4.8.1.2 Non-revertive Mode

   In the non-revertive mode of operation, there is no preferred path or
   it may be desirable to minimize further disruption of the service
   brought on by a revertive switching operation. A switch-back to the
   original working path is not desired or not possible since the

Sharma, Hellstrand, Eds.    Expires January 2003             [Page 25]

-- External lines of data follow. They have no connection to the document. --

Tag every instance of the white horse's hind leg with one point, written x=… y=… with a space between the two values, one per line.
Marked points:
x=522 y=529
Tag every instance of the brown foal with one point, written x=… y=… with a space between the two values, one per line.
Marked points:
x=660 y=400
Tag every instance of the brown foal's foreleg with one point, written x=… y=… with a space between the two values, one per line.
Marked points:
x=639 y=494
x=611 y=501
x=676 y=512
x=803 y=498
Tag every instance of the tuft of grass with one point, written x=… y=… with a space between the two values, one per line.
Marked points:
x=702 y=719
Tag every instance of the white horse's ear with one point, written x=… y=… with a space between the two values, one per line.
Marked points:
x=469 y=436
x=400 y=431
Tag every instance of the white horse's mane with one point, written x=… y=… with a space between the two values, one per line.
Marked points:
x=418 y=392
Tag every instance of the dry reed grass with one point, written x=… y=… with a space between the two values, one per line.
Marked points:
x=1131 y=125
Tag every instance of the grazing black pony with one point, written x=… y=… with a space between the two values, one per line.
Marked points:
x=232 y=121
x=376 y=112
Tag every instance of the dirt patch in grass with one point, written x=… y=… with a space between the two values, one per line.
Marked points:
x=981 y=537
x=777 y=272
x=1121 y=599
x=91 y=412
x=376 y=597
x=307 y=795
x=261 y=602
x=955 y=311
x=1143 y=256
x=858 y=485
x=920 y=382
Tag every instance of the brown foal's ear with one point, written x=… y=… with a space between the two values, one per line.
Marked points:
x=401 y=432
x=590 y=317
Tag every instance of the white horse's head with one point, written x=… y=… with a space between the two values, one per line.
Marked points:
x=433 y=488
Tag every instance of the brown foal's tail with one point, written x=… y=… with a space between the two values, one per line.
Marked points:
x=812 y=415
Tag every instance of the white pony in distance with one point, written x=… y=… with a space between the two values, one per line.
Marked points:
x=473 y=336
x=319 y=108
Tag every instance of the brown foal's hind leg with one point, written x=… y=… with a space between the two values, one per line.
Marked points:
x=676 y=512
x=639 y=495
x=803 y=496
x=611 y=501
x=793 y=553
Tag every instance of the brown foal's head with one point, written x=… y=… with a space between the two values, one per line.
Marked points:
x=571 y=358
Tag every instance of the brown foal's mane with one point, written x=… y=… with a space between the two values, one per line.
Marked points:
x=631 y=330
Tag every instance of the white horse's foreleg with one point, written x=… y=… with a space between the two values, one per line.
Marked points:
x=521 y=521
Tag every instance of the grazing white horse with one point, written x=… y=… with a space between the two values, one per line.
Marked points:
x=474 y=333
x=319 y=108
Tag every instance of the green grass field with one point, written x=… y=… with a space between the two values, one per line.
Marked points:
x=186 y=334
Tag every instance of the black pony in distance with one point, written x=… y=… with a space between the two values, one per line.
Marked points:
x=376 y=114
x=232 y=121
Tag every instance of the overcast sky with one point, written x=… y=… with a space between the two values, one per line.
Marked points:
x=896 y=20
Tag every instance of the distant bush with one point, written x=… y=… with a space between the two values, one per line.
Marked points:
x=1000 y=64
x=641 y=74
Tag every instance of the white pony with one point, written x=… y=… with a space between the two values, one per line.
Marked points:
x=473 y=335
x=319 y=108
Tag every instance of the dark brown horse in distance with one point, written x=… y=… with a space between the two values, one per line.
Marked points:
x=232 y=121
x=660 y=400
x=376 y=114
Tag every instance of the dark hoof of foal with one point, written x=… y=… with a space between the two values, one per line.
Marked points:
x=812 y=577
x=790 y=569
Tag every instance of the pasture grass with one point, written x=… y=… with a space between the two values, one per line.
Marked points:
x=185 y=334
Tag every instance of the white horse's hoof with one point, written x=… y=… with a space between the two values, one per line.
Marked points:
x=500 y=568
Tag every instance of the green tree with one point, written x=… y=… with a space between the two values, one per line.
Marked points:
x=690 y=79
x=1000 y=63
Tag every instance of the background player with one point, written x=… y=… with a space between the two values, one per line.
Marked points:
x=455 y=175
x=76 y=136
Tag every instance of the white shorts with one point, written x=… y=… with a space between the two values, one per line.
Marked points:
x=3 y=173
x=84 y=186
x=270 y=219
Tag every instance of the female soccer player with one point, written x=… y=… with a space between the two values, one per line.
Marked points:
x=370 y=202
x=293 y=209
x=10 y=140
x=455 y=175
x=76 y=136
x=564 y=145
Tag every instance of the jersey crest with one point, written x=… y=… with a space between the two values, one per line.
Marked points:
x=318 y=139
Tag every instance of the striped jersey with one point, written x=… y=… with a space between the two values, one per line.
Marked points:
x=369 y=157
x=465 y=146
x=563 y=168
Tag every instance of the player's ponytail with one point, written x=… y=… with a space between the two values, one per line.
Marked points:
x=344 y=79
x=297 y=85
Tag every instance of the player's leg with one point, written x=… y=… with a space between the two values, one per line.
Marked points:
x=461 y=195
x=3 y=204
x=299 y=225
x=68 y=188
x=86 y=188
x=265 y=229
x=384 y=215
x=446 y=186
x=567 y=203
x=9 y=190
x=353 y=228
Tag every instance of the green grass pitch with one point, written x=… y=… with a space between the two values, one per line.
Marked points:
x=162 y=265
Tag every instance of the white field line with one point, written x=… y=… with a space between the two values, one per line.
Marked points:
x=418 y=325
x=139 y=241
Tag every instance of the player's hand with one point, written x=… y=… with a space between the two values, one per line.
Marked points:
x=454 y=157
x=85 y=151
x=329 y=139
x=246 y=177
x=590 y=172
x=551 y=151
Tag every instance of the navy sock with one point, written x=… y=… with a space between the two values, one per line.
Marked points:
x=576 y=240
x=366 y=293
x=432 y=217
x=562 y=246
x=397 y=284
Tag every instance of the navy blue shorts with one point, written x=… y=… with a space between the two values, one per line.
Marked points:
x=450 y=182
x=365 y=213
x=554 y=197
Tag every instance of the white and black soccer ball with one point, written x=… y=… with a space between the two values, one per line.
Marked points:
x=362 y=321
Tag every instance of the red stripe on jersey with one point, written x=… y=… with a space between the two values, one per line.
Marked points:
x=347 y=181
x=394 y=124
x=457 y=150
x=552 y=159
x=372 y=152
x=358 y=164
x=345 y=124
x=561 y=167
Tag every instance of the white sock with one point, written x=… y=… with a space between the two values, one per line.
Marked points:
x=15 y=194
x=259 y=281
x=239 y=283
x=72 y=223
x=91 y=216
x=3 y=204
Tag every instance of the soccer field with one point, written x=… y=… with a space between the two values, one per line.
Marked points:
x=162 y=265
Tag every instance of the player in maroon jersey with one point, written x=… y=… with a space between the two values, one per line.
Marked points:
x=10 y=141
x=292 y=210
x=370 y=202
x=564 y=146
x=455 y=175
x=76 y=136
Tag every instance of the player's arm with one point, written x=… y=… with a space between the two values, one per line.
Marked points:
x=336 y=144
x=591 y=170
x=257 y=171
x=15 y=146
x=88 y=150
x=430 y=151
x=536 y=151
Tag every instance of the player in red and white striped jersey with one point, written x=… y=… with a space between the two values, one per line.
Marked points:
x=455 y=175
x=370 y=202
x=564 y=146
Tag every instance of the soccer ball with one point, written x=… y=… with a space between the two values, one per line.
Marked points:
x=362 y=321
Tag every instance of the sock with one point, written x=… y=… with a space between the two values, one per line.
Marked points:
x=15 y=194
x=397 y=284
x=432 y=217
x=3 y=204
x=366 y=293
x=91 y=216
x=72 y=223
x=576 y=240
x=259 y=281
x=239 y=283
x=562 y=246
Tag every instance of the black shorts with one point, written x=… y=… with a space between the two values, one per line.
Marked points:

Internet Draft     draft-ietf-mpls-recovery-frmwrk-06.txt      July 2002

   original path may no longer exist after the occurrence of a fault on
   that path.
   If there is a fault on the working path, traffic is switched to the
   recovery path. When or if the faulty path (the originally working
   path) is restored, it may become the recovery path (either by
   configuration, or, if desired, by management actions).

   In the non-revertive mode of operation, the working traffic may or
   may not be restored to a new optimal working path or to the original
   working path anyway. This is because it might be useful, in some
   cases, to either: (a) administratively perform a protection switch
   back to the original working path after gaining further assurances
   about the integrity of the path, or (b) it may be acceptable to
   continue operation on the recovery path, or (c) it may be desirable
   to move the traffic to a new optimal working path that is calculated
   based on network topology and network policies.

4.8.2     Dynamic Protection Counterparts

   For dynamic protection counterparts when the traffic is switched over
   to a recovery path, the association between the original working path
   and the recovery path may no longer exist, since the original path
   itself may no longer exist after the fault. Instead, when the network
   reaches a stable state following routing convergence, the recovery
   path may be switched over to a different preferred path either
   optimization based on the new network topology and associated
   information or based on pre-configured information.

   Dynamic protection counterparts assume that upon failure, the PSL or
   other network entity will establish new working paths if another
   switch-over will be performed.

4.8.3     Restoration and Notification

   MPLS restoration deals with returning the working traffic from the
   recovery path to the original or a new working path.  Reversion is
   performed by the PSL either upon receiving notification, via FRS,
   that the working path is repaired, or upon receiving notification
   that a new working path is established.

   For fixed counterparts in revertive mode, an LSR that detected the
   fault on the working path also detects the restoration of the working
   path. If the working path had experienced a LF defect, the LSR
   detects a return to normal operation via the receipt of a liveness
   message from its peer. If the working path had experienced a LD
   defect at an LSR interface, the LSR could detect a return to normal
   operation via the resumption of error-free packet reception on that
   interface. Alternatively, a lower layer that no longer detects a LF
   defect may inform the MPLS-based recovery mechanisms at the LSR that
   the link to its peer LSR is operational.
   The LSR then transmits FRS to its upstream LSR(s) that were
   transmitting traffic on the working path. At the point the PSL


Sharma, Hellstrand, Eds.    Expires January 2003             [Page 26]


Internet Draft     draft-ietf-mpls-recovery-frmwrk-06.txt      July 2002

   receives the FRS, it switches the working traffic back to the
   original working path.

   A similar scheme is for dynamic counterparts where e.g. an update of
   topology and/or network convergence may trigger installation or setup
   of new working paths and may send notification to the PSL to perform
   a switch over.

   We note that if there is a way to transmit fault information back
   along a recovery path towards a PSL and if the recovery path is an
   equivalent working path, it is possible for the working path and its
   recovery path to exchange roles once the original working path is
   repaired following a fault. This is because, in that case, the
   recovery path effectively becomes the working path, and the restored
   working path functions as a recovery path for the original recovery
   path. This is important, since it affords the benefits of non-
   revertive switch operation outlined in Section 3.8.1, without leaving
   the recovery path unprotected.

4.8.4     Reverting to Preferred Path (or Controlled Rearrangement)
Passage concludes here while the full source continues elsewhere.